The proliferation of information in the digital economy has led to the fragmentation of identity data currently experienced among numerous online identity repositories. The average person has their data distributed among various governmental, financial, and social data hubs. This can cause complications such as duplicate entries, mismatches, and outdated data, in addition to the challenge of maintaining all these different identity repositories. Added to this, a lack of universal standards and interoperability among the identity repositories makes it challenging for people to store, obtain, remove, or share their personal data (Soltani, Uyen & An, 2021). Nowadays, the digital virtual online and physical worlds have become increasingly interconnected, highlighting the necessity and importance for a self-sovereign identity (Shuaib, Alam, Alam, & Nasir, 2021). Currently popular user-centric designs have turned centralised identities into interoperable federated identities with centralised control, while also allowing some level of user consent about how to share an identity (and with whom). Although this an important step toward true user control of identity within self-sovereign identities, it is nevertheless only one step (Allen, 2016).

There is a significant need for self-sovereign identities, since governments and companies share an unprecedented amount of personal information, while processing and cross-correlating everything from viewing habits to purchases, to where people are located during the day, to where they sleep at night, and with whom they associate. In addition, technology allows for greater access to human rights and to the global economy for Third World countries, who are looking to digitisation and adoption of technology in the 4th industrial revolution. When effectively implemented, self-sovereign identity can offer such benefits, while also protecting individuals from the ever-increasing control of those in power (Allen, 2016).

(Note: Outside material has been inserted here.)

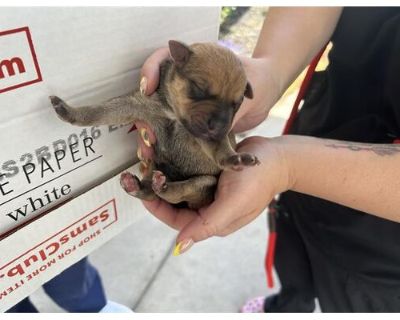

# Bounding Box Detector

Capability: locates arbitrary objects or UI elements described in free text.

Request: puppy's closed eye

Historically one of the first references to identity sovereignty occurred in early 2012, when developer Devon Loffreto wrote about ‘Sovereign Source Authority’', stating that individuals ‘have an established right to an “identity”’, but that national registration destroys that sovereignty. At the same time, Patrick Deegan began work on an open-source framework that gives users control of their digital identity and their data in decentralised systems called Open Mustard Seed (Allen, 2016). Due to political differences, self-sovereign identity has begun to influence and feature in international policy. One significant event that has largely created interest is the refugee crisis that has beset Europe (2015), resulting in many people lacking a recognised identity due to their flight from the state that issued their credentials (Allen, 2016).

True user control is the heart of self-sovereign identity, a term that is increasingly popular in fields where user data is required (e-government, e-commerce, health, etc.). An important feature of self-sovereign identities is that users become the rulers of their own identity rather than merely advocating that users be at the centre of the identity process (Allen, 2016). Self-sovereign identity is the next step beyond user-centric identity and that means it begins at the same place: the user must be central to the administration of their identity. User consent is a key focus requiring interoperability of a user’s identity across multiple locations, with the user’s consent, along with true user control of that digital identity, collectively creating user autonomy. To ensure this, a self-sovereign identity must be transportable; not restricted to one site or locale. However, it must be acknowledged that that identity can be a double-edged sword — usable for both beneficial and harmful intent. To achieve its aims, an identity system must balance transparency, fairness, and support of the commons, with continuous protection of individuals (Allen, 2016).